この間に、映画監督の鎌仲ひとみさんや(ご近所だった!)坂上香さんとつながれたり、
(つくづく映画には縁があるらしい)、
これから出会う田中優さんや、
田んぼや川や発電所や湧水や、
なんかもう「私の人生どこへ?」状態でめまぐるしく日々が展開しているけど、
そこにはやっぱり、今までやってきた音楽からの恩恵が少なからずあって、
震災後ずっと考えてきた「私の音楽の役割」が、
自分の中ではひとつ腑に落ちたようなところがある。
今までがあったから今がある、というような。

実はチャリティコンサートの出演もお断りしてしまったくらい、
今は鍵盤に触る時間も無くて忙しくて少し焦りを感じてもいるんだけど、
でも、こんな状況でも音楽やれてる人はやれてるんだから、
私はいま、そういう役目じゃないんだろうと思っている。

そして今日、大友良英さんの「自分のキャリアなんてどうでもいい」という
福島への決意を読んで、
ああ、今の私もそんな状態だなあと思ったりしながら、
ヨガで習った「無私」という言葉を思い出す。
でも、とりあえず来年1月にあるホスピスコンサートを忘れないように、
徐々に肉体も音楽に照準を合わせながら、
色んなことを軌道に乗せていきたいと思っている。

それにしても原発事故が悔しい。
おまけに余震や東海大地震も心配しないといけないなんて、
いまの時代に生きている意味を本気で考えてしまう。

目に見えないから、想像力を試されている。
この東京が安全なわけないし。
親として、ちゃんと子供を守れているだろうか。
今度もあの揺れに耐えられるだろうか。
そりゃ不安はつきないよ。

ときどき、夫婦して子供がいなくなる夢を見て、
(クロマニヨンは夢の中で悲しくなりすぎて、
朝起きたら目に血豆みたいなのが出来ていた。

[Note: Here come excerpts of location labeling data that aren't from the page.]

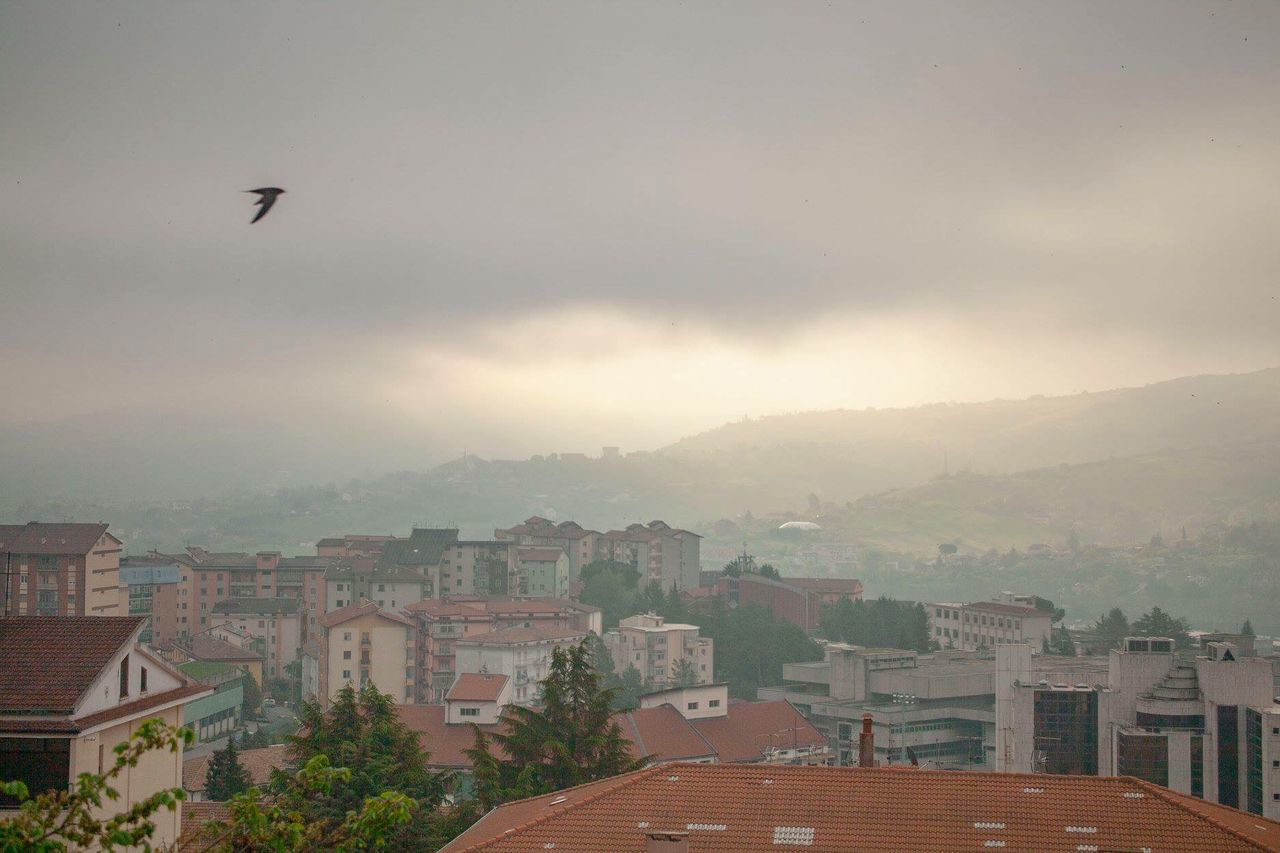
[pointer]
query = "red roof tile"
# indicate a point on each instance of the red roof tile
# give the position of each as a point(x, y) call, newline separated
point(359, 609)
point(60, 658)
point(478, 687)
point(757, 807)
point(37, 537)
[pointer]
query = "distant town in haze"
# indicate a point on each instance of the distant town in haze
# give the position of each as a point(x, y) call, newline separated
point(640, 427)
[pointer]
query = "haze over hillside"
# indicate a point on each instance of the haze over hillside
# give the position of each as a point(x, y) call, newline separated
point(1191, 451)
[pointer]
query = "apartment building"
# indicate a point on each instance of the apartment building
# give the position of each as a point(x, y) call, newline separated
point(357, 644)
point(658, 551)
point(520, 652)
point(151, 591)
point(275, 621)
point(543, 571)
point(1201, 724)
point(986, 624)
point(799, 601)
point(440, 624)
point(663, 652)
point(453, 566)
point(209, 578)
point(60, 570)
point(364, 579)
point(72, 688)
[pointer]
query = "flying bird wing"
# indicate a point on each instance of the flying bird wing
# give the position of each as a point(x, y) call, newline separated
point(268, 196)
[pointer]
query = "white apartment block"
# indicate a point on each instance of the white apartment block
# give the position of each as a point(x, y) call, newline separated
point(657, 649)
point(987, 624)
point(522, 653)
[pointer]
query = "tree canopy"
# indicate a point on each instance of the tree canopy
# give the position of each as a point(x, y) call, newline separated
point(570, 740)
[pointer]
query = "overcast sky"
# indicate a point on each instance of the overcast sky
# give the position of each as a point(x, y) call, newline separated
point(530, 227)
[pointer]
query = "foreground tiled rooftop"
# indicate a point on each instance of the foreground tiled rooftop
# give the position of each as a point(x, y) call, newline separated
point(757, 807)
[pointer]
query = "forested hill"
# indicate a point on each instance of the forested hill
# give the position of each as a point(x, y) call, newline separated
point(842, 455)
point(1118, 501)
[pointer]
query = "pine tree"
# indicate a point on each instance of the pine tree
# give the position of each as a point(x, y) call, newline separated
point(570, 740)
point(225, 775)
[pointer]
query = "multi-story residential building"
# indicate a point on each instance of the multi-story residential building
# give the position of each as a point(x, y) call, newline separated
point(577, 543)
point(209, 578)
point(524, 653)
point(74, 688)
point(361, 643)
point(799, 601)
point(1191, 723)
point(443, 623)
point(452, 566)
point(59, 570)
point(543, 571)
point(275, 621)
point(659, 552)
point(663, 652)
point(364, 579)
point(682, 807)
point(986, 624)
point(352, 544)
point(151, 587)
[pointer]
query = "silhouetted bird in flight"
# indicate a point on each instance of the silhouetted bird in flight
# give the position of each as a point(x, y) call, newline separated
point(269, 196)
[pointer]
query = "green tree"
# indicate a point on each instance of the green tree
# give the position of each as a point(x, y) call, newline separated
point(252, 696)
point(1111, 629)
point(225, 775)
point(279, 821)
point(362, 734)
point(570, 740)
point(73, 819)
point(1157, 623)
point(684, 674)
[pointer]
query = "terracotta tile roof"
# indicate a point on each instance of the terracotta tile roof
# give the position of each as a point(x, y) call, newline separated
point(519, 634)
point(749, 729)
point(40, 538)
point(62, 657)
point(359, 609)
point(257, 763)
point(661, 734)
point(757, 807)
point(443, 742)
point(478, 687)
point(534, 553)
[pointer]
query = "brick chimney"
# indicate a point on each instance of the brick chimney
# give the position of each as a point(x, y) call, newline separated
point(662, 842)
point(867, 744)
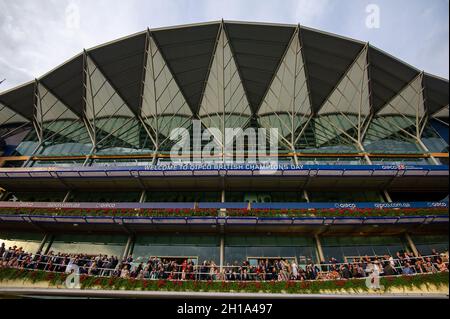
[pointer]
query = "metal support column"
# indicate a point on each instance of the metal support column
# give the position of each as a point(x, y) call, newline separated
point(411, 245)
point(319, 248)
point(222, 252)
point(128, 247)
point(66, 198)
point(306, 196)
point(50, 243)
point(143, 196)
point(388, 197)
point(42, 244)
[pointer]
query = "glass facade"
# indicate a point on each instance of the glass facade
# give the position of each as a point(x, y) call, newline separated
point(240, 248)
point(425, 244)
point(200, 247)
point(29, 242)
point(111, 245)
point(343, 247)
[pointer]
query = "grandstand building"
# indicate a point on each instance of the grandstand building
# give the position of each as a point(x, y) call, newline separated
point(362, 149)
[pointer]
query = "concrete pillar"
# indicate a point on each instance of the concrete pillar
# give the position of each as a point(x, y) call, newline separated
point(319, 248)
point(388, 197)
point(42, 244)
point(143, 196)
point(66, 198)
point(128, 247)
point(222, 252)
point(411, 245)
point(50, 242)
point(305, 194)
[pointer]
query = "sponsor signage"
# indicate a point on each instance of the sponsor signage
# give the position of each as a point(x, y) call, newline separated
point(137, 206)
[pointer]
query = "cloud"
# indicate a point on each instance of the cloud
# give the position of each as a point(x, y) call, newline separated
point(36, 36)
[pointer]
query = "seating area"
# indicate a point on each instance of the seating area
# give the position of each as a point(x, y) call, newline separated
point(268, 269)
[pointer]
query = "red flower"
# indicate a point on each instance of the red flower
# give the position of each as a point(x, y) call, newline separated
point(305, 285)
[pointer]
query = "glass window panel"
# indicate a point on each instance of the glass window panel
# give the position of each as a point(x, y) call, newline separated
point(29, 242)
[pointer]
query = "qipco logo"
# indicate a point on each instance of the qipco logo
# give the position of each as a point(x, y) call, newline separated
point(373, 16)
point(73, 279)
point(373, 281)
point(346, 205)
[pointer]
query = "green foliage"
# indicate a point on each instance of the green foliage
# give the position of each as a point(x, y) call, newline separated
point(290, 287)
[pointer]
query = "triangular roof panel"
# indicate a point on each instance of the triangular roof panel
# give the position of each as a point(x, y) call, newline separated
point(388, 77)
point(258, 50)
point(8, 116)
point(327, 58)
point(66, 83)
point(436, 93)
point(20, 100)
point(122, 64)
point(187, 52)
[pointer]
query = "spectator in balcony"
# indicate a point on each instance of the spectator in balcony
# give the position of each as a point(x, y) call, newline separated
point(435, 255)
point(294, 270)
point(125, 273)
point(389, 269)
point(408, 270)
point(429, 268)
point(345, 272)
point(442, 266)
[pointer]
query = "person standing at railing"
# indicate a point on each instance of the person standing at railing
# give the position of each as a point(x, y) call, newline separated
point(389, 269)
point(2, 250)
point(408, 270)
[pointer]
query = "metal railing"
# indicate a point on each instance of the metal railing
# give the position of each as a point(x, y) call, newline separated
point(157, 269)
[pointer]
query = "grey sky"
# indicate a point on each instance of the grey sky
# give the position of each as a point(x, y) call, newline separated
point(38, 35)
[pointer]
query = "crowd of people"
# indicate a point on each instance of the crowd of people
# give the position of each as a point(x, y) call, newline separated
point(403, 263)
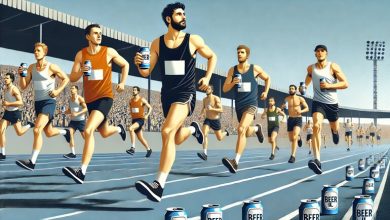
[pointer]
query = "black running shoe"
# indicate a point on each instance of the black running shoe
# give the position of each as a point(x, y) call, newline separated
point(123, 132)
point(131, 151)
point(202, 156)
point(152, 191)
point(67, 135)
point(148, 152)
point(315, 165)
point(230, 164)
point(198, 132)
point(292, 159)
point(335, 137)
point(70, 156)
point(259, 133)
point(26, 164)
point(75, 174)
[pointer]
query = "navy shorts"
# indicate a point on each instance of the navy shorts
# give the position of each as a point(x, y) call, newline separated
point(46, 107)
point(77, 125)
point(140, 122)
point(12, 116)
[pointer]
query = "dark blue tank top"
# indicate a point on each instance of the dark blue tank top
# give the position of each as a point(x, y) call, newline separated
point(177, 68)
point(246, 95)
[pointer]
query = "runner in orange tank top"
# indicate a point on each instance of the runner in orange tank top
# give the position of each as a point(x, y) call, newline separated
point(138, 118)
point(98, 93)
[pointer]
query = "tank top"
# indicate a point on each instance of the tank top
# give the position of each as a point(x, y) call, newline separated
point(177, 67)
point(327, 96)
point(246, 95)
point(272, 118)
point(43, 83)
point(10, 98)
point(76, 107)
point(99, 83)
point(137, 109)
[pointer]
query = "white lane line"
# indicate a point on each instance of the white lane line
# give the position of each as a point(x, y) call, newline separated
point(64, 215)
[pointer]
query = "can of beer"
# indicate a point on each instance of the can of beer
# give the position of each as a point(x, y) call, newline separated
point(362, 208)
point(309, 209)
point(374, 173)
point(211, 211)
point(329, 200)
point(361, 165)
point(240, 78)
point(349, 173)
point(24, 69)
point(87, 63)
point(252, 210)
point(368, 186)
point(175, 213)
point(145, 53)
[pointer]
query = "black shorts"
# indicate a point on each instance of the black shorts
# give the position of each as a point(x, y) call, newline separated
point(308, 137)
point(102, 105)
point(213, 124)
point(330, 111)
point(77, 125)
point(272, 129)
point(189, 99)
point(46, 107)
point(140, 122)
point(251, 109)
point(293, 122)
point(12, 116)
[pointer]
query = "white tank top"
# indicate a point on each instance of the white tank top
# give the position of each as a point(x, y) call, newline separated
point(10, 98)
point(327, 96)
point(76, 107)
point(43, 83)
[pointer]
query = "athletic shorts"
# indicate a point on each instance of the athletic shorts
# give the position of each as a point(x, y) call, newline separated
point(12, 116)
point(330, 111)
point(251, 109)
point(214, 124)
point(77, 125)
point(140, 122)
point(102, 105)
point(293, 122)
point(188, 99)
point(46, 107)
point(272, 129)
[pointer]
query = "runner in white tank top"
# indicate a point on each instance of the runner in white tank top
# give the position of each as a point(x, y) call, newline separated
point(327, 78)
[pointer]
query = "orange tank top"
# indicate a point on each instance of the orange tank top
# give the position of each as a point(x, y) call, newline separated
point(99, 84)
point(136, 108)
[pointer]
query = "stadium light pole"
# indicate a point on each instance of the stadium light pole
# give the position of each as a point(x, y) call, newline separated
point(375, 52)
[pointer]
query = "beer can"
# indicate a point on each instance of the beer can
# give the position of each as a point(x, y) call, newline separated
point(368, 186)
point(349, 173)
point(175, 213)
point(362, 208)
point(252, 210)
point(329, 200)
point(24, 69)
point(361, 165)
point(145, 52)
point(87, 63)
point(211, 211)
point(309, 209)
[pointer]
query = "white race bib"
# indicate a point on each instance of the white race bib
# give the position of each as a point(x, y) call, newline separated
point(96, 75)
point(174, 67)
point(245, 87)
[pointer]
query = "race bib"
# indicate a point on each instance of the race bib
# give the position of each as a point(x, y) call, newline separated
point(174, 67)
point(96, 75)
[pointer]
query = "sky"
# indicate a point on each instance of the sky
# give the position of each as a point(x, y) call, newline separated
point(281, 34)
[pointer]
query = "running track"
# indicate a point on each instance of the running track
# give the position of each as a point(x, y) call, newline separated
point(109, 192)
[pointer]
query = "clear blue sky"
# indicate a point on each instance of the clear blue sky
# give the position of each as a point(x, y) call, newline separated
point(280, 33)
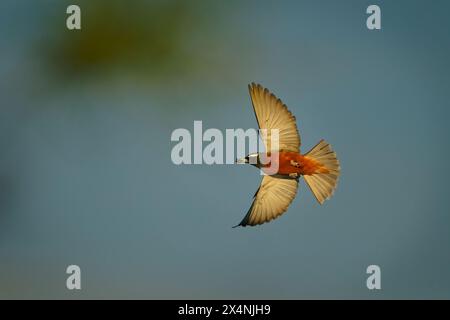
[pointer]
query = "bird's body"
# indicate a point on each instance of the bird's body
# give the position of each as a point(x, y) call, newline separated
point(289, 163)
point(282, 163)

治ったけど)、
親として実は、今の状況に相当焦りやストレスを感じていることを自覚しながら、
ジジババも一緒に、人生の中でそう長くは無いはずの
「二世代同居時代」も悪くないなあと、
最近、本当に家族の大切さを噛み締めている。
価値観の違いでめんどうなことも多いけど、
いつになく団結しているのは、皮肉にも原発のせいなんだけど。